Technology was the runaway leader, but industrials deserve a mention of their own: they attracted meaningful capital and were the strongest-performing US sector of the half, according to State Street. Financials, consumer discretionary, consumer staples and communications all posted net outflows.
The contrast shows how heavily first-half sector demand depended on technology, even though industrials, energy and materials also attracted capital.
Strip away the headline and the flows describe a market doing several things at once. The ETF wrapper is gaining ground across strategies, not merely as a passive-equity vehicle.
Index funds, active strategies, bond ETFs, covered-call products, defined outcomes and alternatives now share the same wrapper. The milestone therefore reflects wider ETF adoption, not just a bullish call on stocks.

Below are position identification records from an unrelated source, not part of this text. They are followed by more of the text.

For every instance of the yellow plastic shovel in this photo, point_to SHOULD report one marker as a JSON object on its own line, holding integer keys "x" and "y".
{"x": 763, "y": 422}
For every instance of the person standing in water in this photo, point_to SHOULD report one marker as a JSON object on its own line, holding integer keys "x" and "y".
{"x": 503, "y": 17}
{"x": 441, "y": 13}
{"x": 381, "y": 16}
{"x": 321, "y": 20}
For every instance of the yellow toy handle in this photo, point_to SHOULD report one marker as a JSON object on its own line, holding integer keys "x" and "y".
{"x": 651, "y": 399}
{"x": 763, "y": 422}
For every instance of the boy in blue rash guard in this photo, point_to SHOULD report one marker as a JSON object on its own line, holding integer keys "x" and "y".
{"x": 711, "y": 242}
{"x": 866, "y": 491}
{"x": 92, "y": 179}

Portfolios are also being built in layers. Low-cost equities provide market exposure, bonds provide income, and active, emerging-market and sector funds add more targeted positions. That helps explain why passive funds, active strategies and bond ETFs all attracted strong inflows at the same time.
Breadth is thinner than the total implies. Around 2,000 funds outside State Street’s low-cost and active groups captured only 12% of flows, while about 800 recorded no inflows or net redemptions. Most of the money went to a relatively small group of cheap, established or clearly differentiated products.
The mood was not uniformly risk-on. Strong equity buying showed confidence, but demand for short-duration and investment-grade bonds, alongside outflows from long government and commodity funds, pointed to a more cautious portfolio stance.
And because technology ETFs and many broad market-cap-weighted US index funds have overlapping exposure to the largest technology-related companies, the flows may be reinforcing the very concentration they respond to.
The tidy reading of a $1 trillion half-year is that ETFs are simply popular. Investors used the ETF wrapper to combine market exposure, income, active management and international diversification.
The structure can offer trading, cost and tax advantages, although these vary by fund and jurisdiction. Investors nevertheless continued leaning heavily on the largest US companies for growth.
So, the honest answer to the question in the title, then, is both. Record inflows did not express a unified market view; they captured investors diversifying across assets and regions while still concentrating enormous sums in technology and a small number of large funds. The trillion is the hook. The way it was distributed is the actual story.
State Street Investment Management, “ETF inflows set records in first half.”
https://www.ssga.com/us/en/intermediary/insights/etf-inflows-set-records-in-first-half
State Street Investment Management, “Monthly Flash Flows.”